FRENCH FRIES and FULL MOON FEATURES part I: "Puppet Master" and McCain Smiles


Hello, and welcome to yet another continuing series that involves us watching stuff and eating things -- because that's all we do anyway so why not make it your problem? As strongly implied by the title, we're buying bags of frozen french fries and cookin' 'em at 425 as we indulge in the low budget library that is Full Moon Features - the Home Video production company started by Charles Band in 1988. We don't like to impose a ton of "rules" in these lighthearted shenanigans but for consistency's sake we're sticking to the films actually produced by the studio and excluding all the previous Charles Band/Empire Pictures releases. That may seem irrelevant but we point it out as a way to call attention to the fact that this leaves us nearly 150 features to wade through (with more likely on the way). 


For fun (because that's the whole point) we begin this program at the very beginning with the very first Full Moon Production, 1989's Puppet Master. A wildly successful video rental (in "cult" terms) that has generated 14 sequels/spinoffs (thus far), it became the sorta symbol for the whole company; the name and its killer dolls are basically the Micky Mouse of Full Moon. In all honesty, we've seen this movie a handful of times already, and up to and including this most recent viewing, we just can't warm up to it - let alone comprehend its popularity. The premise involves a small group of psychics meeting together at a hotel where William Hickey made some possessed dolls 50 years earlier. The dolls have been freed from their tomb and are killing off the principal players one by one - but really there's only like five characters and two of them survive, so you could say there's some padding. Actually the whole movie could be described as padding: just a formless, convoluted pillow to fall asleep on. That's why its cult status as a video rental is so confounding - the movie's way too boring to create any sorta "party" atmosphere, and the four or five dolls (as cool looking as they are) don't really do much with their minimal screentime. Though while you wouldn't call this movie traditionally "atmospheric", it does establish the unique Full Moon mood that's ultimately present in all of their films.

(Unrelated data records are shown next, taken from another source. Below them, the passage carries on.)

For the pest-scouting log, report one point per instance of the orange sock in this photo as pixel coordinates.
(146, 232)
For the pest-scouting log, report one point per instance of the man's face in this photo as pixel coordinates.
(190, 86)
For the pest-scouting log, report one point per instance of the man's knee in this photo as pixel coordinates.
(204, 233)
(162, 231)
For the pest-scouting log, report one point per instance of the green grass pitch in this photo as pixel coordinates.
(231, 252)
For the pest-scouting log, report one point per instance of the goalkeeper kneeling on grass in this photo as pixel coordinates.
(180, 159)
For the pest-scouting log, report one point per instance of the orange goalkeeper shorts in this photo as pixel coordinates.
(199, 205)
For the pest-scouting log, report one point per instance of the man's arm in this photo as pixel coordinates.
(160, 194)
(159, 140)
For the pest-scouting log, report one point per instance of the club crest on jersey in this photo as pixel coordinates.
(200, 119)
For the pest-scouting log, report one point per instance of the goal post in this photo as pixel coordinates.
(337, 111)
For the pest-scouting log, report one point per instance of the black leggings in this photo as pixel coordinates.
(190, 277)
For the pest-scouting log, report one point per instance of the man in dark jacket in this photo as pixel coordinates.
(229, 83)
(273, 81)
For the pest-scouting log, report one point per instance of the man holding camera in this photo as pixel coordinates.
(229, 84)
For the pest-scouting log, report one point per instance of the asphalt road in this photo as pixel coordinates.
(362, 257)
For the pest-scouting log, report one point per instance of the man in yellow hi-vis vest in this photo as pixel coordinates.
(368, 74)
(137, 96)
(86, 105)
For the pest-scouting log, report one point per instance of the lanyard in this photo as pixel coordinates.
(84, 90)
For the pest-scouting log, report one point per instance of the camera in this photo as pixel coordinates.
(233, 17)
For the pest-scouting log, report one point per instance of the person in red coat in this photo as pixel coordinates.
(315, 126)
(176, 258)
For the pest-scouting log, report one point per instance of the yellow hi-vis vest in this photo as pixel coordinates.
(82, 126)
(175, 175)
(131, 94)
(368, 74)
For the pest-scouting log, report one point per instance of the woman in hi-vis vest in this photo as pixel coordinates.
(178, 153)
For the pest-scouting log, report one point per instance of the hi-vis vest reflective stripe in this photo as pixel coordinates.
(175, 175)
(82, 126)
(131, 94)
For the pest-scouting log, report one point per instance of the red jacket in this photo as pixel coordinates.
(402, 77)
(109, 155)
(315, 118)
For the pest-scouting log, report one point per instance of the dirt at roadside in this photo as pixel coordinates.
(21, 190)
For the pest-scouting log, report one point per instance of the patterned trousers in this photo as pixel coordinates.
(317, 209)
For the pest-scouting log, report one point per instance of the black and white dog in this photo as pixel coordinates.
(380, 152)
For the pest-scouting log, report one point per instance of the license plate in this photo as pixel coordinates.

To pair with this classic of Home Entertainment we chose a classic from Home Cuisine: The Smiley Fry. Several brands have tried their hand at this whimsical shape but McCain did it first in the 1970s and that's the label we've chosen to match our "original" movie. For us (like many) these fries have an air of childhood about them - no specific memories but the nostalgia is there. But clearly we've never cooked them ourselves as an adult because the same rules don't apply to these as regular french fries. We like our potatoes crispy, so when it comes to frozen fries we always add at least another 10 minutes to the suggested baking time. Apparently, Smiles are so dense that their innards dry out before the faces ever achieve that golden brown we're looking for; we wanted them to be something that God never intended, so in the end that's our folly. Still, one could only imagine how good these would've been had they not turned into tater-flavored wallpaper paste.